La France est prête à participer «dans le respect du droit international» à une coalition internationale pour lutter contre l’Etat islamique en Irak, a déclaré vendredi le président français François Hollande, excluant pour l’heure une action en Syrie. «La France est prête à agir dans le respect du droit international» contre l’Etat islamique en Irak, a déclaré Hollande, en posant également comme préalable un «cadre politique» avec la constitution d’un gouvernement irakien.
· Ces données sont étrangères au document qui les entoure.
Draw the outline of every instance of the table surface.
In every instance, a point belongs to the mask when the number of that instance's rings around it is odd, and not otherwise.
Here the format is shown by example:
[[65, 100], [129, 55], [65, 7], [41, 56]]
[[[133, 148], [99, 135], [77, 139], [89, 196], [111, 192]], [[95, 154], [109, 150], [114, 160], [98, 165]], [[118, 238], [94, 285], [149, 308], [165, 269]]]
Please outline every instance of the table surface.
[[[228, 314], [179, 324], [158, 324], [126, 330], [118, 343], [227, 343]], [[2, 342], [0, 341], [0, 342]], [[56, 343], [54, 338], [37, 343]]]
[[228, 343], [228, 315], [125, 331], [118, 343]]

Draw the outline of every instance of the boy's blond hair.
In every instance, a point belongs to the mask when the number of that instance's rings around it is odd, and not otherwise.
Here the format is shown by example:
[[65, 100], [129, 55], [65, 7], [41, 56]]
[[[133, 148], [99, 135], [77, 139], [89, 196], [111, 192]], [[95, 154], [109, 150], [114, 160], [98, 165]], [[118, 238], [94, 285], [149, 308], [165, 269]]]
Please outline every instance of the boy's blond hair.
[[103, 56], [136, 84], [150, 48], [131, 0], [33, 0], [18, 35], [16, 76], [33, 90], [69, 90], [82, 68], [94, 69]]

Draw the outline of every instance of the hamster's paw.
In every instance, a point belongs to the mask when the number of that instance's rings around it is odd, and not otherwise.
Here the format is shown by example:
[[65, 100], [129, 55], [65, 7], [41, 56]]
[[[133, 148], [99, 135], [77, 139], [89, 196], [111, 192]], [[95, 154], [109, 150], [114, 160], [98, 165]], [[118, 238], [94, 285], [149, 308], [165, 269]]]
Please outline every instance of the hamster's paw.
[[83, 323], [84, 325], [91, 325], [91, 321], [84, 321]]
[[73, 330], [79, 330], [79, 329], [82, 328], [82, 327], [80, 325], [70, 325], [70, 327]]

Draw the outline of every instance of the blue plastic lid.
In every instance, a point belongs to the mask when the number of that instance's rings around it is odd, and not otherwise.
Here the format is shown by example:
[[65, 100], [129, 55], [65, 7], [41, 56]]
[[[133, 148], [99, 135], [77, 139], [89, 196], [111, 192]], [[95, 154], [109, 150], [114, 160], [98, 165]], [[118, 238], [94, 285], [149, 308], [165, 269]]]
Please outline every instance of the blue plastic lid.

«Est-ce que nous allons participer à une alliance à la demande des autorités irakiennes dans le cadre du droit international pour lutter contre cette organisation terroriste ? La réponse est oui», a déclaré le président français lors d’une conférence de presse à l’issue du sommet de l’Otan à Newport. Hollande, dont le pays livre des armes aux peshmergas kurdes qui combattent les jihadistes dans le nord de l’Irak, s’est refusé à entrer dans les détails de futures actions de la France.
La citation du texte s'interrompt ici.